Just 68 of these plaques have been awarded by the Royal Society of Chemistry, with more than half a dozen Nobel Prize winners on that list. Another recipient is Queen’s chemistry pioneer Thomas Andrews, whose work in the 1800s established the Northern Irish capital as a scientific hotspot.

Prof de Silva, who hails from Sri Lanka and first moved to Belfast in 1976, retired in 2022 after spending two stints totalling more than 40 years at Queen’s. He was stunned to hear he was being honoured when he was told late last year – and the feeling has still not quite fully sunk in.
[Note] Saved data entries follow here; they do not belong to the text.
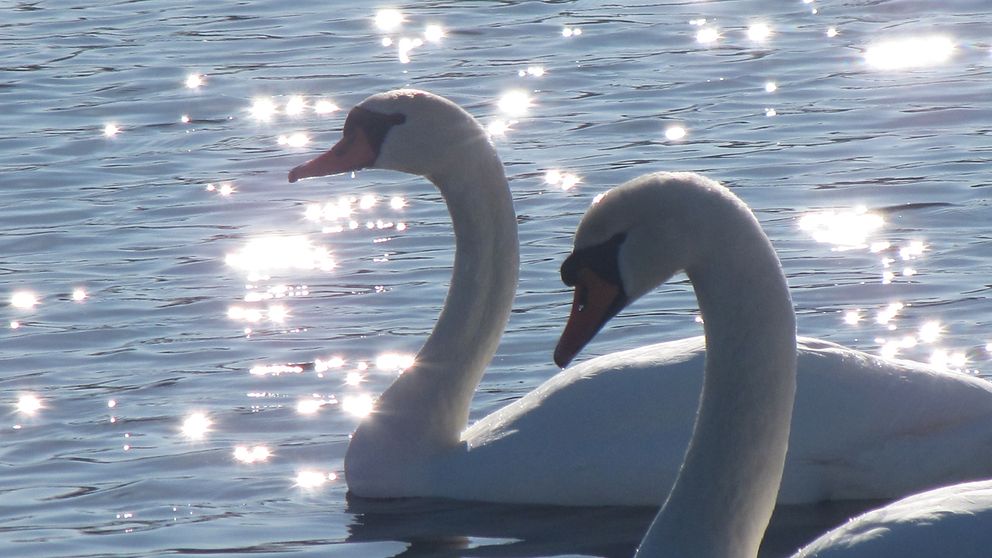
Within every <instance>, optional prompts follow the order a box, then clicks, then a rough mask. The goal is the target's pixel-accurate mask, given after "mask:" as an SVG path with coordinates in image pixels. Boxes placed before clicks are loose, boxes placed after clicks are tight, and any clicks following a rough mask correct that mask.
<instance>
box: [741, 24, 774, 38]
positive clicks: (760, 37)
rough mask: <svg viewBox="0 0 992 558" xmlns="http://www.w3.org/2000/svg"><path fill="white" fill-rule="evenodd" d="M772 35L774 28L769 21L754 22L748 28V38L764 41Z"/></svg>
mask: <svg viewBox="0 0 992 558" xmlns="http://www.w3.org/2000/svg"><path fill="white" fill-rule="evenodd" d="M771 36H772V28H771V27H769V26H768V24H767V23H753V24H751V26H750V27H748V28H747V38H748V39H751V40H752V41H755V42H758V43H763V42H765V41H767V40H768V39H769V38H771Z"/></svg>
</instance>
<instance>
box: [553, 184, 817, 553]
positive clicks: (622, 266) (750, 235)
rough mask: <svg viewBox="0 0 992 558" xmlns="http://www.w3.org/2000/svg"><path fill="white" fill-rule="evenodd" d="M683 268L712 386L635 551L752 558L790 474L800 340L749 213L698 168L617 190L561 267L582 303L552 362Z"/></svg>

He said: “I'm just bowled over by the whole thing, even now. To be honest, I still haven't quite come to terms with it, it’s very humbling. Kevin asked to speak with me one day five or six months ago and I had no idea what he wanted to discuss – it never entered my head that it might have been about something like this – and he said he had put me forward. If he had proposed this before asking me, I would have said: ‘Don't be silly, I’m not in the league of other people on the list at all’ but I am very appreciative that he did.
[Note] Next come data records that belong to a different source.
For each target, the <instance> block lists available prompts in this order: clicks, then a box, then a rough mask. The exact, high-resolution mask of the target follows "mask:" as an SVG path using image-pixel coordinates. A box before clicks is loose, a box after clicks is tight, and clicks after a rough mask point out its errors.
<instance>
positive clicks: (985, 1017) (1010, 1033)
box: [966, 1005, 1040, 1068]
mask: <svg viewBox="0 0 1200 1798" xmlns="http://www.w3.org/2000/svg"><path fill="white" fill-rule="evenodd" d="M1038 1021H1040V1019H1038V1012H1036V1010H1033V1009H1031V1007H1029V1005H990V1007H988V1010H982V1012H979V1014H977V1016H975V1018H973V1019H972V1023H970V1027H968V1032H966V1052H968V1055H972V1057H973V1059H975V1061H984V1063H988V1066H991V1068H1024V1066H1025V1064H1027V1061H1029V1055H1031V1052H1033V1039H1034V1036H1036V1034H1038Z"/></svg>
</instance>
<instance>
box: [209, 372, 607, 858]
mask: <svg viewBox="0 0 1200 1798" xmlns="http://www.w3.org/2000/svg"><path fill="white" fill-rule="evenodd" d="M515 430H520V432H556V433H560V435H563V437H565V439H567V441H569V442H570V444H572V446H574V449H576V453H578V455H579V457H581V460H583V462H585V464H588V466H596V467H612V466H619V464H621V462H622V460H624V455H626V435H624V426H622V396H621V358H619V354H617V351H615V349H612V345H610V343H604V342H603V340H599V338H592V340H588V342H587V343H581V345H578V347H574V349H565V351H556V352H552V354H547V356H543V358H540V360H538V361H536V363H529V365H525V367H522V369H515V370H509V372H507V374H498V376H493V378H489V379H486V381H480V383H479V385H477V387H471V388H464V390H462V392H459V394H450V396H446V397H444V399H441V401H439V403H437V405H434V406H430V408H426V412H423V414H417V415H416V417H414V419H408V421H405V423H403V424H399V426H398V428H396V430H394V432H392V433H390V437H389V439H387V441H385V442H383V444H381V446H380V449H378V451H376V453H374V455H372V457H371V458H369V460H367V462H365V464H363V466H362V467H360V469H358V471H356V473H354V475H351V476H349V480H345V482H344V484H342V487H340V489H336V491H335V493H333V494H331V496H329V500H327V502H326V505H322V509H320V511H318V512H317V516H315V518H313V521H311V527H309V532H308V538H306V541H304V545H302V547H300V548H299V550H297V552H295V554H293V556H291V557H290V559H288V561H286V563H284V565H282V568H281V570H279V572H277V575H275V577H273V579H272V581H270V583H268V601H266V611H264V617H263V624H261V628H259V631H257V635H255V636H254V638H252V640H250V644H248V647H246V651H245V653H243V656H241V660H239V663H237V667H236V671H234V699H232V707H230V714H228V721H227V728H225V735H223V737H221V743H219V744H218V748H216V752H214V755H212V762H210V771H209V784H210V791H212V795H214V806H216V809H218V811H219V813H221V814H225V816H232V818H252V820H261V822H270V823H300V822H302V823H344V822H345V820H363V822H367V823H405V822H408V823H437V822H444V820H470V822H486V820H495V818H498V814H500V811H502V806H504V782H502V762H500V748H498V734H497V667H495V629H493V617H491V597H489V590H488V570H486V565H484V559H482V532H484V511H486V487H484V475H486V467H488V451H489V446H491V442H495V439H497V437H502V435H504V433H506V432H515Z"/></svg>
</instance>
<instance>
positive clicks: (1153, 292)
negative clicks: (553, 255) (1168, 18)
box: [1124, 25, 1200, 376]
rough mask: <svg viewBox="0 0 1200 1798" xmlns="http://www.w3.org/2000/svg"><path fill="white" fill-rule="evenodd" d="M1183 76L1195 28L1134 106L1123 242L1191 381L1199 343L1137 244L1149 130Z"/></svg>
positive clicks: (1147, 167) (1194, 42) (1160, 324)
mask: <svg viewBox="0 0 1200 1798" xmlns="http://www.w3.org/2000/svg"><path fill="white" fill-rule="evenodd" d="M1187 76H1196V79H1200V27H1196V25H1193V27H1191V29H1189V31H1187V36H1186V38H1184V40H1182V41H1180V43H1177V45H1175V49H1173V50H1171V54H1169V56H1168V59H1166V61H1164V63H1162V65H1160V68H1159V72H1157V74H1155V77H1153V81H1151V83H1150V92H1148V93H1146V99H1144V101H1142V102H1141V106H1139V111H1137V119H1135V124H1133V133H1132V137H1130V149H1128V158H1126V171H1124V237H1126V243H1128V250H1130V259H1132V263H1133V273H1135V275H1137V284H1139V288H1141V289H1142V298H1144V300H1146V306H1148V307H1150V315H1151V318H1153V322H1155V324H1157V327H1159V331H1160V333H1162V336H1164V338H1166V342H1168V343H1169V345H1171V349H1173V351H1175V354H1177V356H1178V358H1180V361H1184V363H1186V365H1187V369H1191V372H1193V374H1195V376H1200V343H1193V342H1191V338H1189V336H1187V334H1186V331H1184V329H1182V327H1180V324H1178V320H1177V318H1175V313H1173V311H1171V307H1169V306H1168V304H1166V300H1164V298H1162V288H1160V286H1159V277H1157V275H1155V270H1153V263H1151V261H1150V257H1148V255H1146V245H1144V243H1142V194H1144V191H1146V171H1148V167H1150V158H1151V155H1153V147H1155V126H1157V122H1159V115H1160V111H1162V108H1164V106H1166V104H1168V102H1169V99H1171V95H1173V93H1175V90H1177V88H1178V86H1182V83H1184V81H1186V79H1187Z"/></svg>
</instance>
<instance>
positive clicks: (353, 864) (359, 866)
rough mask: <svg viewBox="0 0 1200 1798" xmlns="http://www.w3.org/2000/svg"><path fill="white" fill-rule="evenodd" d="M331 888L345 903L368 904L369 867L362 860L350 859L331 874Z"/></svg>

“I feel such gratitude because this is the standard the RSC has to maintain so I am touched.”

RSC representatives felt compelled to honour the impact of Prof de Silva’s 1985 research, on fluorescent pH indicators based on photo-induced electron transfer. This breakthrough led to the development of a blood electrolyte analyser with multinational healthcare giant Roche. These analysers are still used in A&E departments around the world, measuring levels of vital salts and minerals in seriously injured patients’ blood in just 30 seconds.

A popular figure, Prof de Silva’s profile on campus resonated beyond just those who studied chemistry. Professor Stuart Elborn, Provost and Deputy Vice-Chancellor and Professor Panagiotis Manesiotis, Head of School of Chemistry and Chemical Engineering, both gave speeches on behalf of Queen’s at the University’s David Keir Building, where the plaque will be displayed.
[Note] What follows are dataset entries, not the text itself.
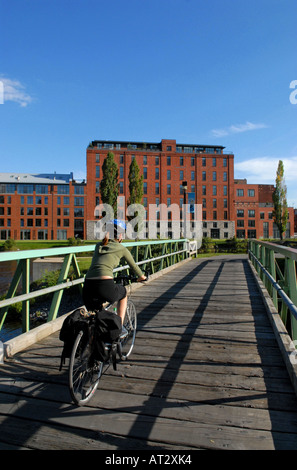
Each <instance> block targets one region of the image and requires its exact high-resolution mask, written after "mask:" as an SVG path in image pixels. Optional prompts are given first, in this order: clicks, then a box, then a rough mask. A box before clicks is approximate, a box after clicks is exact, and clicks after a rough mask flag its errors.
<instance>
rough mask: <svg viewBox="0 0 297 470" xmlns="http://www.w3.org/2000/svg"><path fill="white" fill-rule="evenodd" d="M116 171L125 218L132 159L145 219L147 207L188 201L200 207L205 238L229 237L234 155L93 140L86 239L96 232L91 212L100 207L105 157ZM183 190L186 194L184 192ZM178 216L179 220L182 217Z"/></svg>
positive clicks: (91, 147)
mask: <svg viewBox="0 0 297 470" xmlns="http://www.w3.org/2000/svg"><path fill="white" fill-rule="evenodd" d="M110 151H111V152H112V153H113V154H114V159H115V161H116V163H117V165H118V167H119V185H120V194H119V196H120V198H119V202H120V204H119V214H120V215H123V214H125V210H126V207H127V199H128V195H129V188H128V183H129V181H128V174H129V168H130V165H131V162H132V160H133V159H136V161H137V164H138V166H139V168H140V172H141V173H142V174H143V191H144V195H143V205H144V207H145V209H146V215H147V218H148V216H149V214H148V211H149V207H150V205H153V204H155V205H157V206H159V205H161V204H165V205H166V206H167V207H170V206H171V205H172V204H177V205H178V206H179V207H180V209H182V205H183V203H184V202H188V200H187V197H186V199H185V191H186V196H187V195H189V194H190V195H191V198H192V199H193V200H194V201H195V204H201V206H202V219H203V234H204V236H212V237H213V238H230V237H232V236H234V234H235V223H234V155H233V154H226V153H224V147H222V146H211V145H191V144H178V143H176V140H173V139H170V140H169V139H163V140H162V141H161V142H159V143H158V142H147V143H144V142H125V141H105V140H95V141H92V142H91V143H90V145H89V146H88V148H87V156H86V157H87V165H86V166H87V201H88V202H87V209H86V224H87V229H86V230H87V234H88V236H89V237H91V236H92V233H93V232H94V228H93V227H94V224H95V218H96V215H95V208H96V206H97V205H98V204H100V202H101V200H100V180H101V178H102V164H103V161H104V159H105V158H106V156H107V154H108V152H110ZM185 188H186V189H185ZM181 217H182V216H181Z"/></svg>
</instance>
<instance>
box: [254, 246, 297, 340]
mask: <svg viewBox="0 0 297 470" xmlns="http://www.w3.org/2000/svg"><path fill="white" fill-rule="evenodd" d="M249 257H250V260H251V262H252V263H253V265H254V267H255V269H256V270H257V273H258V275H259V277H260V278H261V280H262V281H263V284H264V285H265V287H266V289H267V291H268V293H269V294H270V296H271V298H272V300H273V303H274V306H275V308H276V309H277V311H278V313H279V314H280V316H281V319H282V321H283V323H284V325H285V326H286V328H287V330H288V332H289V333H290V335H291V338H292V339H293V341H295V340H297V283H296V261H297V250H295V249H293V248H288V247H284V246H281V245H276V244H274V243H270V242H262V241H259V240H251V241H250V242H249ZM288 314H289V315H288Z"/></svg>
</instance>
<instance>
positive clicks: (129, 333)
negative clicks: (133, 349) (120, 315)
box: [119, 299, 137, 360]
mask: <svg viewBox="0 0 297 470" xmlns="http://www.w3.org/2000/svg"><path fill="white" fill-rule="evenodd" d="M123 325H124V327H125V328H126V330H127V331H128V334H127V336H125V337H124V338H122V339H121V340H120V342H119V355H120V357H121V359H123V360H125V359H127V358H128V357H129V356H130V354H131V352H132V349H133V347H134V343H135V336H136V327H137V316H136V308H135V305H134V303H133V302H132V300H130V299H128V302H127V310H126V314H125V318H124V323H123Z"/></svg>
Queen’s President and Vice-Chancellor Professor Sir Ian Greer said: “This blue plaque is a fitting accolade to honour Professor de Silva’s contribution to the University and to the wider world. I would like to thank the Royal Society of Chemistry for their continued commitment to honouring chemical scientists who have made an invaluable improvement to society through their work.”

Yesterday’s event attracted hundreds of familiar faces, with some travelling from as far as the United States, Sri Lanka and China to celebrate Prof de Silva, who also studied at and taught at the University of Colombo in his homeland. As well as former colleagues and research partners, a host of musicians that have played with drummer Prof de Silva also attended the evening event at Riddel Hall.

Dr Kevin Morgan, who works as a chemistry lecturer at Queen’s, was the person who nominated Prof de Silva for the honour. Before the two were colleagues, Dr Morgan was also a student of his and that time provided some – but not all – of the inspiration to put him forward.

“It was those memories from the classroom [that inspired me to put him forward],” he explained. “I've been here for undergraduate, PhD, postdoc and now as lecturer but one of the things I most remember is him teaching molecular logic and sensors and he uses an analogy about James Bond.

“Those stay with you, but then you think about what he’s achieved in research, too – he was teaching here in Queen’s but he had this also international reach, helping people and saving lives.”

He added: “We've been able to get almost every single head of school since he joined in 1976 to come. Not all of them live locally anymore so they are travelling from far and wide – they wouldn’t do that for just anyone. It says a lot about the kind of person AP is.”